Cholesterol and Heart Disease: Is There a Connection?
Although high serum cholesterol in young adults is known to be a the association between change in cholesterol levels and CVD outcomes. The finding that the normal group's mean cholesterol level (±SD) was . Ten- Year Mortality from Cardiovascular Disease in Relation to. Relation Between Serum Total Cholesterol Level and Cardiovascular . High serum TC levels are associated with coronary heart disease in.
If you were playing Devil's Advocate, you could argue that this represents a preconceived view of the authors regarding the role of cholesterol, rather than the open, unbiased mind you would hope for in the spirit of scientific enquiry.
That said, many important scientific breakthroughs happened due to the efforts of individuals who challenged a prevailing orthodoxy of thinking. In general, the UK media provided fairly balanced reporting, presenting both sides of the argument — supporting the findings, but with critical views from other experts.
Study says there's no link between cholesterol and heart disease - NHS
What kind of research was this? It has long been thought that cholesterol is a key cause of the fatty build-up in arteries atherosclerosis that causes heart disease. However, the researchers say there are contradictions to this view. Recent research has suggested that total cholesterol becomes less of a risk factor for all-cause or cardiovascular mortality the older people get.
Less is known about LDL specifically and that's what this research aimed to look at. A systematic review is the best way of gathering evidence from cohort studies that have looked at the link between an exposure or risk factor and an outcome.
However, the strength of a review's findings is only as good as the studies they include. In cohort studies, it is often difficult to directly attribute an outcome to a specific cause, and there is always the potential that other factors are influencing the outcome.
Cholesterol and Heart Disease – What’s the Evidence?
What did the research involve? The researchers searched one literature database PubMed in December to identify English-language cohort studies that had included a general population sample aged 60 and over.
Studies had to have taken baseline measures of LDL cholesterol and then followed participants up over time, looking at the link with all-cause or cardiovascular mortality.
Three authors reviewed potential studies and extracted data. From an initial 2, hits, 19 publications, covering 30 cohorts and including 68, participants, were included.
The majority of studies were excluded outright, as they didn't seem to contain anything relevant in the study title or abstract summary. The other reasons for exclusion were non-English language, participants not being representative of the general population, not measuring LDL cholesterol at baseline, and not giving separate data for older adults or looking at mortality outcomes. What were the basic results? That is, as LDL cholesterol went down, all-cause mortality went up — higher LDL was apparently linked to lower all-cause mortality.
On January 2,men aged 25 through 39 years were employed by the Peoples Gas Company. Of these, The cohort for this study comprises men who were free of clinical diabetes mellitus and CHD and had complete baseline data.
The standardized baseline survey included medical history, physical examination, 3 blood pressure measurements averaged for analyses, and serum cholesterol levels measured using the method described by Abell et al.
Study says there's no link between cholesterol and heart disease
Verification included checks with the National Death Index since its inception in Vital status of every man in the PG cohort is known. The focus here is on 69, men aged 35 through 39 years at baseline with complete data on baseline risk factors and who were free of diabetes mellitus and MI.
To assess trial eligibility, the first screening included measurements of blood pressure and serum cholesterol levels; current smoking by questionnaireincluding number of cigarettes per day; and conditions for exclusion, ie, drug treatment for diabetes mellitus and previous hospitalization for MI.
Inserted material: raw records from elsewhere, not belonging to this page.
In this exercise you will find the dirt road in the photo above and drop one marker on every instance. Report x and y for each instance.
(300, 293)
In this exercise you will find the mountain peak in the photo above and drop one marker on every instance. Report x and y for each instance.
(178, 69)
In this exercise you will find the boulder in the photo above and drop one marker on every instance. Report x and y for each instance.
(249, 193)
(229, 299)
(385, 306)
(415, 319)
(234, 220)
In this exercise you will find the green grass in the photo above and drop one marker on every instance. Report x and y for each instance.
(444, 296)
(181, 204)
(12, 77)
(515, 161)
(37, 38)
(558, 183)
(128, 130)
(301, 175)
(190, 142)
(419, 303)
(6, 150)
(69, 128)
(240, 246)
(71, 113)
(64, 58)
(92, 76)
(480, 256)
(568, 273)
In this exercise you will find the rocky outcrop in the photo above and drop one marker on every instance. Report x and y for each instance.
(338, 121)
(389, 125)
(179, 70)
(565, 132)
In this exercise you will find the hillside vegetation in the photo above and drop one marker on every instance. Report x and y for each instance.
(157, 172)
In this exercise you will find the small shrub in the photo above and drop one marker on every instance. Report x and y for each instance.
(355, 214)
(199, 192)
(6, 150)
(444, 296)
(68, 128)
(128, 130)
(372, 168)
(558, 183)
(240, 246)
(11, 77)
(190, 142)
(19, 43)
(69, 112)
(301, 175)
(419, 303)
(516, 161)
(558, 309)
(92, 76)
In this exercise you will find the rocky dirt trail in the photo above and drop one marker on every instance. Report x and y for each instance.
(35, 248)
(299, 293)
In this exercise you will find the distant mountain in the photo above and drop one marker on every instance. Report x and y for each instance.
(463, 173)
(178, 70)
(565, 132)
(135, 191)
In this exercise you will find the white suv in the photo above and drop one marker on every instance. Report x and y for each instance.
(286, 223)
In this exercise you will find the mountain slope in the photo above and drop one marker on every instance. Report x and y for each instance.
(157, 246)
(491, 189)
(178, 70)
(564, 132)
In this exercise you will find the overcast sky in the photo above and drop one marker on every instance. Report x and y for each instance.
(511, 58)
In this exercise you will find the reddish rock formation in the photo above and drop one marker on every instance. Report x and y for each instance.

The researchers found that making minor dietary changes in this case, replacing a few regularly eaten foods with better fat-quality alternatives reduced cholesterol and could potentially reduce future risk of heart disease. Researchers raise questions Newer research questions the role cholesterol plays in the development of heart disease.
A systematic review published in found that people over 60 years old who have high LDL cholesterol live as long or longer than people with low LDL. The researchers suggest reevaluating the guidelines for heart disease prevention in older adults.
The team chose studies from only one database and only those published in English. More research on cholesterol, particularly dietary cholesterol, needs to be done. Both of these changes are associated with increased risk of heart disease, according to the American Heart Association.
Trans fats also offer no nutritional value. Partially hydrogenated oils PHOs are the main source of trans fat in our diets. Inthe U.